Notice how both `Pi` and `Lam` have functions embedded in them. Now normalization is actually quite slick because functions are easy to work with in Haskell

``````    nf :: Expr -> NF
nf ETrue = ETrue
nf EFalse = EFalse
nf Bool = Bool
nf Star = Star
nf (C s) = C s
nf (IGen i) = IGen i
nf (Annot l _) = nf l
nf (Pi t f) = Pi (nf t) (nf . f)
nf (Lam f) = Lam (nf . f)
nf (App l r) = case nf l of
Lam f -> nf . f \$ l
l' -> App l' (nf r)``````

This is actually quite similar to the `Val` type we started with. That was also used HOAS and we end up with a similarly structured normalization.

For the same reason, the equivalence checking procedure is pretty much the same thing

``````    eqTerm :: NF -> NF -> Bool
eqTerm l r = runGenWith (successor s) (IGen 0) \$ go l r
where s (IGen i) = IGen (i + 1)
s _ = error "Impossible!"
go Star Star = return True
go Bool Bool = return True
go ETrue ETrue = return True
go EFalse EFalse = return True
go (Annot l r) (Annot l' r') = (&&) <\$> go l l' <*> go r r'
go (App l r) (App l' r') = (&&) <\$> go l l' <*> go r r'
go (Pi t f) (Pi t' g) =
(&&) <\$> go t t' <*> (gen >>= \v -> go (f v) (g v))
go (IGen i) (IGen j) = return (i == j)
go _ _ = return False``````

In fact, the only differences are that

1. There are a few more cases, even though they won’t ever be called
2. We don’t need that horrible top level `Enum` instance

The only reason for two is that the amazing maintainer of `monad-gen` (hi!) rejiggered some the library to not be so `Enum` dependent.

Now from here our type checker is basically what we had before. In the interest of saving time, I’ll highlight the interesting bits: the constructors that bind variables.

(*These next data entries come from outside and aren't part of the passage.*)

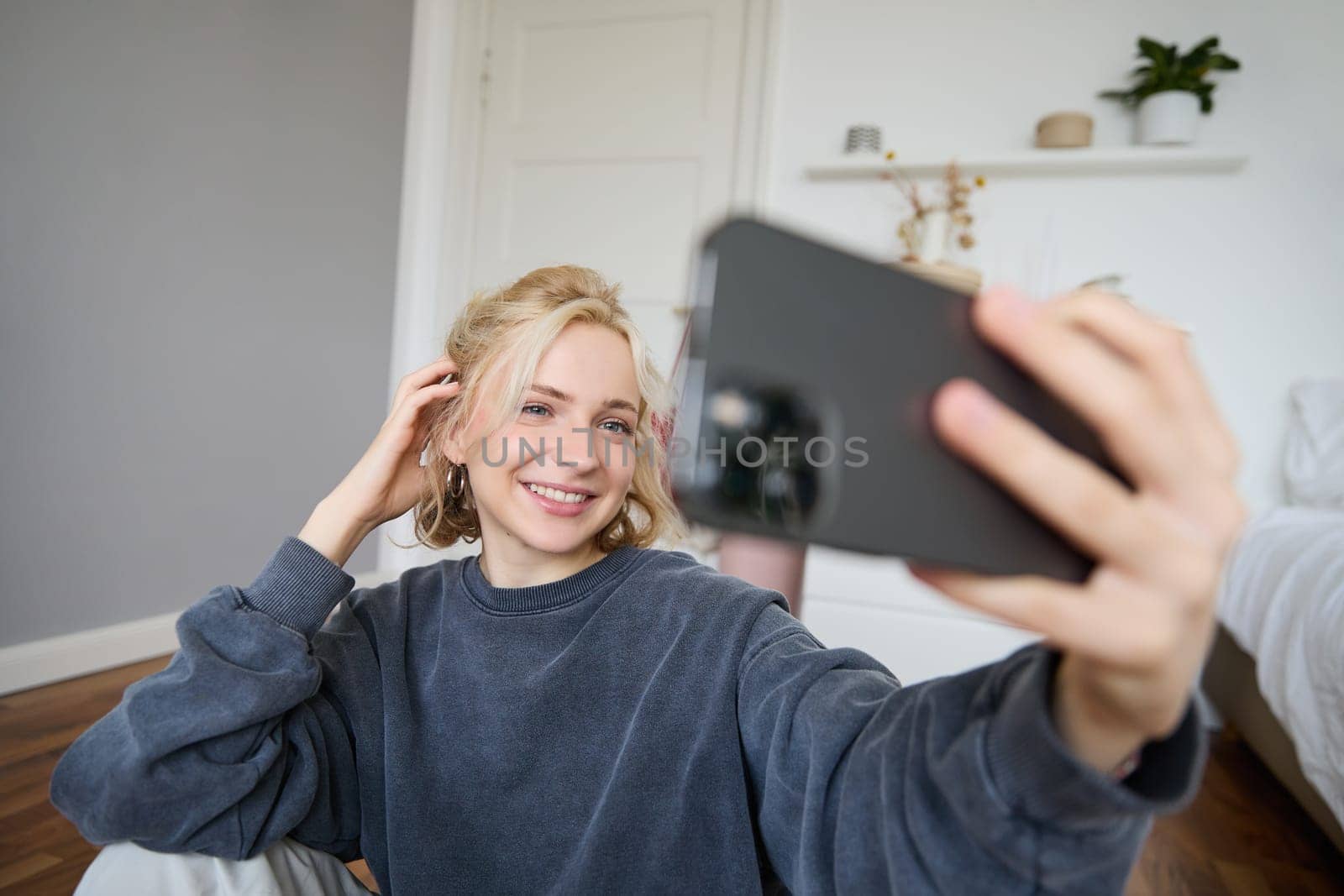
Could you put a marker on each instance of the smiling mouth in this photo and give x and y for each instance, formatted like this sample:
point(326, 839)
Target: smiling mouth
point(559, 496)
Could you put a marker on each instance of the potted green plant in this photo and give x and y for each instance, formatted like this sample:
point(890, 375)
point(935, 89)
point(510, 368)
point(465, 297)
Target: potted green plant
point(1173, 89)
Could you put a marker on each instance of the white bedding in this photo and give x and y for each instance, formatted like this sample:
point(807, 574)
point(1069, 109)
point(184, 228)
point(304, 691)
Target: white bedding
point(1283, 600)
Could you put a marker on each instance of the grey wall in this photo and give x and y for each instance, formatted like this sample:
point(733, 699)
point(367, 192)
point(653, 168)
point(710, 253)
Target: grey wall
point(198, 231)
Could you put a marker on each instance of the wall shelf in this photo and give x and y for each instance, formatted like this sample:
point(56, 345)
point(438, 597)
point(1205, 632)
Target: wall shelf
point(1041, 163)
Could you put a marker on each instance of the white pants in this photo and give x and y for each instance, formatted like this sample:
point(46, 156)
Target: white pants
point(286, 868)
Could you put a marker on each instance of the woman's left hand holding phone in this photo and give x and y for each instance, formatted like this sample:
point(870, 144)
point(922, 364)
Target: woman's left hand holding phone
point(1135, 636)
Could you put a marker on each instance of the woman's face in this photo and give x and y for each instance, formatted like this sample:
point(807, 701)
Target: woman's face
point(575, 434)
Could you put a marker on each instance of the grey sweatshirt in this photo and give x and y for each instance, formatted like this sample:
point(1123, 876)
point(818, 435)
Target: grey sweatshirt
point(647, 725)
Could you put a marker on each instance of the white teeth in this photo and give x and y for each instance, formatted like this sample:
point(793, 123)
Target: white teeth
point(568, 497)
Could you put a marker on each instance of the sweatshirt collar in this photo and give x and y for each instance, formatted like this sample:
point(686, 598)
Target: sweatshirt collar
point(550, 595)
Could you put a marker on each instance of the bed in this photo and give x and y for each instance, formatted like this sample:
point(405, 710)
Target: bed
point(1277, 667)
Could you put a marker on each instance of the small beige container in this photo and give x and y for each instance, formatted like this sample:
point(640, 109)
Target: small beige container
point(1063, 129)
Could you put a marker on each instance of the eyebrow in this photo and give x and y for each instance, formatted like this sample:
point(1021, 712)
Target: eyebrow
point(620, 403)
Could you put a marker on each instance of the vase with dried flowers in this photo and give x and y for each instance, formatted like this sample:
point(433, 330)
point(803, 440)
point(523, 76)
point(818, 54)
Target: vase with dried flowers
point(934, 223)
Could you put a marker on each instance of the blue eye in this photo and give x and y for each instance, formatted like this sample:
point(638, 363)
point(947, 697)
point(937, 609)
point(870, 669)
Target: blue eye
point(624, 427)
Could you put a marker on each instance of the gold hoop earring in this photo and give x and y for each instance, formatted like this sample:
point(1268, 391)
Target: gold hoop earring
point(456, 490)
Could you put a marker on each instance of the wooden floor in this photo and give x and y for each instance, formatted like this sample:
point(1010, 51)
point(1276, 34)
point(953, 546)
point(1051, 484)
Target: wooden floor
point(1243, 833)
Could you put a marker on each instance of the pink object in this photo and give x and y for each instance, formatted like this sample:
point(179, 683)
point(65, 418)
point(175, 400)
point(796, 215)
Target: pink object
point(769, 563)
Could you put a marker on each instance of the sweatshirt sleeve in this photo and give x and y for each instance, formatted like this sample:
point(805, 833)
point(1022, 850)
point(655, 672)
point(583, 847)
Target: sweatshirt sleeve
point(234, 745)
point(956, 785)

``````    data Env = Env { localVars :: M.Map Int NF
, constants :: M.Map String NF }
type TyM = GenT Int (ReaderT Env Maybe)

inferType :: Expr -> TyM NF
inferType (Pi t f) = do
checkType t Star
let t' = nf t
i <- gen
local (\e -> e{localVars = M.insert i t' \$ localVars e}) \$
Star <\$ checkType (f \$ IGen i) Star

checkType :: Expr -> NF -> TyM ()
checkType (Lam f) (Pi t g) = do
i <- gen
let t' = nf t
rTy = nf (g \$ IGen i)
local (\e -> e{localVars = M.insert i t' \$ localVars e}) \$
checkType (f \$ IGen i) rTy``````

At this point you may have started to notice the pattern, the only real difference here is that substitution is completely free. Otherwise, I don’t really have much to say about HOAS.

## Wrap Up

In conclusion, I think we can all agree that the original version of this type checker was unpleasant to say the least. It did considerably improve with `bound` mostly because the normalize-and-compare equivalence checking is really easy since `bound` handles alpha conversion. On the other hand, actually doing work beneath a binder is a bit of a pain since we have to take care to never unwrap a binder with a previously bound variable. We handled this with a hacky little trick with `monad-gen`, but a permanent and clean solution still seems hard.

We can avoid this fully by hitching a ride on Haskell’s variables and substitution using HOAS, this is wonderful until it’s not. The issue is that comparing functions for equality is still a pain so we ended up with an equivalence check much like what we had in the original version.

In the future it’d be interesting to try this with `unbound`, a library in the same domain as `bound` with a very different approach.